This volume focuses on the everyday legalities and practicalities of naturalization including governmental processes, the language of citizenship tests and classes, the labelling and lived experiences of immigrants/outsiders and the media’s interpretation of this process. The book brings together scholars from a wide range of specialities who accentuate language and raise issues that often remain unarticulated or masked in the media. The contributors highlight how governmental policies and practices affect native-born citizens and residents differently on the basis of legal status. Furthermore, the authors observe that many issues that are typically seen as affecting immigrants (such as language policies, nationalist identities and feelings of belonging) also impact first-generation native-born citizens who are seen as, or see themselves as, outsiders.

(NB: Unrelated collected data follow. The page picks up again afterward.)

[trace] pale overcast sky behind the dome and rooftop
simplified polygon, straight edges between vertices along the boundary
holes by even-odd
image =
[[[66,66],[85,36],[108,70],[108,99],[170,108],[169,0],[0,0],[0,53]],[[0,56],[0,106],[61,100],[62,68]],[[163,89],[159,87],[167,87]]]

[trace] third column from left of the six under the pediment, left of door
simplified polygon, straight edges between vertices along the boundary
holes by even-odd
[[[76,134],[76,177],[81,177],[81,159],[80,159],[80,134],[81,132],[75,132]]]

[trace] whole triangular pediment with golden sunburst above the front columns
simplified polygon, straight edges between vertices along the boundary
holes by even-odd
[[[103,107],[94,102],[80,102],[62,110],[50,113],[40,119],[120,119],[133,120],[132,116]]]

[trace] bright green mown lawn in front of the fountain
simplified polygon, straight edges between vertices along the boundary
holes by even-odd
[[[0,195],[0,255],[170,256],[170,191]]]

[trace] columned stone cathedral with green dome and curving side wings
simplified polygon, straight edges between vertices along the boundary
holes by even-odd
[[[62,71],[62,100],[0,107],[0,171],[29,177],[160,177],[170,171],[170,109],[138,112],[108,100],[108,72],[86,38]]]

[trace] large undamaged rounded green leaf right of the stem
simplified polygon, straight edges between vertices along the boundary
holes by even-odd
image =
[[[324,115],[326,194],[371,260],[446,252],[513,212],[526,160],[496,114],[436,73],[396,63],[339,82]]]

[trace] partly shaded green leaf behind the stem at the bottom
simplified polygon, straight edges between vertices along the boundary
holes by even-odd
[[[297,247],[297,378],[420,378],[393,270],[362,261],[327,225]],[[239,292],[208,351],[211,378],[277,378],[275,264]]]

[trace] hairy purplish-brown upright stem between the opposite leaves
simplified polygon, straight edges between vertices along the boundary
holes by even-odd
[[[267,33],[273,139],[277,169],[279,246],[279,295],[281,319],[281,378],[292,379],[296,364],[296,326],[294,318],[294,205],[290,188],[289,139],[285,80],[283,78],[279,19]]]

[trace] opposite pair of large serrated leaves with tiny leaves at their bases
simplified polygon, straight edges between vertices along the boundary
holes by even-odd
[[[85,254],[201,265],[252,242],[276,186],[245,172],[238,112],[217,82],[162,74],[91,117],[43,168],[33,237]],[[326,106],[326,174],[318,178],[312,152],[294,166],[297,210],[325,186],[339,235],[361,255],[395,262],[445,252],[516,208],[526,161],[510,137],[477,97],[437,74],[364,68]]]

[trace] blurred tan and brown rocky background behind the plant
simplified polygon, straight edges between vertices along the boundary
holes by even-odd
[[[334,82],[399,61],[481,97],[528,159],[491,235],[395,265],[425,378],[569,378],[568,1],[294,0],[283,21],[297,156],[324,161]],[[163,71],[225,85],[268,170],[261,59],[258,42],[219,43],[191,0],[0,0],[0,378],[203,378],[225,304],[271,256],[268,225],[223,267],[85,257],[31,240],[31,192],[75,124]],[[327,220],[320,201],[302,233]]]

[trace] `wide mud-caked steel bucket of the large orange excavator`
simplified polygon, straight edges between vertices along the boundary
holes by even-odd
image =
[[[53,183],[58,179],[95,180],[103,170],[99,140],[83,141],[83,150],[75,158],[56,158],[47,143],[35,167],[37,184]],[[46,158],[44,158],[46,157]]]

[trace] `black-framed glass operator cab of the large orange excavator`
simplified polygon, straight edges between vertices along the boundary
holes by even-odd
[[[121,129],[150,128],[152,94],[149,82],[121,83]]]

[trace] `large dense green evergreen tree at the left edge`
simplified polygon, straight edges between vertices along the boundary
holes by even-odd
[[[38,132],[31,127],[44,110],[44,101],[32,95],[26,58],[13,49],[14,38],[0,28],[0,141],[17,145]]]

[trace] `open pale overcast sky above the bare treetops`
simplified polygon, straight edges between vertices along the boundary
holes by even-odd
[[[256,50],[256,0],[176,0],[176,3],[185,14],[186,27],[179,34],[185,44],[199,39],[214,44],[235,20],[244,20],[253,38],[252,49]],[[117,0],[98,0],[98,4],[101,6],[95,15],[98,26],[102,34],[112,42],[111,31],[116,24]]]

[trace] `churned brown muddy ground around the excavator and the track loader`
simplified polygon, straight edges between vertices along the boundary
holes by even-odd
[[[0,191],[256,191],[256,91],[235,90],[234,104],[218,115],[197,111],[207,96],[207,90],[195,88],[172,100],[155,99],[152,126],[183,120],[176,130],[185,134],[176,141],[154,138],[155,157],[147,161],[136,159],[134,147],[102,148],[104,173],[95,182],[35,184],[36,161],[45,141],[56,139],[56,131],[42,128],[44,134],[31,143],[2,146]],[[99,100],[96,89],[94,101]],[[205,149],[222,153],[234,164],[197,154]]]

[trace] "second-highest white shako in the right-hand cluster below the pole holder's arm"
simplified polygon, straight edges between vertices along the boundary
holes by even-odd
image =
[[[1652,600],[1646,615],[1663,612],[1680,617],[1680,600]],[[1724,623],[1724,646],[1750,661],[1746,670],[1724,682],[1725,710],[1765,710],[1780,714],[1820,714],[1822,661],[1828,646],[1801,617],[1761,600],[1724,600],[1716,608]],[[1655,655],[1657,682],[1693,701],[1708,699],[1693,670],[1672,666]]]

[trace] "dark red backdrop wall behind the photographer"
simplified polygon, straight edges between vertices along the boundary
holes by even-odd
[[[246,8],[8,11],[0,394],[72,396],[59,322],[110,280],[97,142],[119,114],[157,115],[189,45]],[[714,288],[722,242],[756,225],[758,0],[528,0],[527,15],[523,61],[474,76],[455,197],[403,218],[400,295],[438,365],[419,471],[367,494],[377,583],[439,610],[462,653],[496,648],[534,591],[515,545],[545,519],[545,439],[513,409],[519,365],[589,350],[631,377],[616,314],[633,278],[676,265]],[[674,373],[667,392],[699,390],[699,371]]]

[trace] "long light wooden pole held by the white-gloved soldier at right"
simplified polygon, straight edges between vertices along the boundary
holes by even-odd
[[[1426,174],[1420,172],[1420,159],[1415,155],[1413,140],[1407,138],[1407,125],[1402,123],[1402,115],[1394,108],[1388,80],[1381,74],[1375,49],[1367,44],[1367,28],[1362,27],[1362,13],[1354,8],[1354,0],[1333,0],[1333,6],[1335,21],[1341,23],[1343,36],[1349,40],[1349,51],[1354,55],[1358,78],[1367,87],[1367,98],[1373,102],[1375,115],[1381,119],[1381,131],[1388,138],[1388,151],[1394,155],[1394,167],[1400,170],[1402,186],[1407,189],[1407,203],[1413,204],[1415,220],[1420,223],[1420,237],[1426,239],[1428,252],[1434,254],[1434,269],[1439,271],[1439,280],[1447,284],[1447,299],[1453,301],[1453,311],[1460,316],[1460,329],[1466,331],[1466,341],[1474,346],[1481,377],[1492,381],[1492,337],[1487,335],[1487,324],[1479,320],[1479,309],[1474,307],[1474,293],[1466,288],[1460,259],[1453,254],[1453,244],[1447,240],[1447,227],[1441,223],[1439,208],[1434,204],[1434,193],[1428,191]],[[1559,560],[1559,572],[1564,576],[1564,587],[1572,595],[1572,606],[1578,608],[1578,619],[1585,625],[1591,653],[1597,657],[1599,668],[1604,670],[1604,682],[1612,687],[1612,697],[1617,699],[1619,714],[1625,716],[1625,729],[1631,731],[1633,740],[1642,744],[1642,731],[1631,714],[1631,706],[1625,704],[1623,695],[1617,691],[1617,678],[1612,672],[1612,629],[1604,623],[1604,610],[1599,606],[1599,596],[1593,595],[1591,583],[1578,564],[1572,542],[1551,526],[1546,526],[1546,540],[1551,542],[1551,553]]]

Discussing in great detail the clever and delicate interplay of the desired, the feared, the imaginary and the legally enforced, this book exposes the use and abuse of linguistic and discursive border control in immigration and citizenship. It builds on decades of scholarship on similar techniques elsewhere, fuses them with fundamental reflections on modernist notions of citizenship, and offers us the most advanced statements on record.
- Jan Blommaert, Tilburg University, Netherlands
As citizenship becomes geopolitically charged, contemporary definitions must resolve tensions between participation and inclusion, and community and legality, in the context of transnationalism and mobility. As these tensions are often negotiated through language in everyday life, this book brings a much-needed linguistic focus on institutions, communities, and classrooms in diverse geographical locations.
- Suresh Canagarajah, Pennsylvania State University, USA
All contributions in this volume work very well together to provide the reader with substantial information regarding the investigated topics, as well as a rigorous elaboration of the key concepts that this volume deals with (...) This volume represents a significant contribution to rigorous scientific research focusing on both the legal and social implications of the interplay between language, immigration, citizenship, and naturalization.
- Lengua y migracio´n 8:2 (2016), 137-141
- Sanja Škific, University of Zadar, Croatia
Ariel Loring received her PhD in linguistics from University of California, Davis, USA and is now affiliated with UC Davis and California State University, Sacramento, USA. Her interest areas include language policy, language ideologies, discourse analysis, citizenship, immigration and naturalization.
Vaidehi Ramanathan is Professor of Applied Sociolinguistics at University of California, Davis, USA. Her previous publications include Language Policies and (Dis)Citizenship: Rights, Access, Pedagogies (Multilingual Matters, 2013) and Bodies and Language: Health, Ailments, Disabilities (Multilingual Matters, 2009).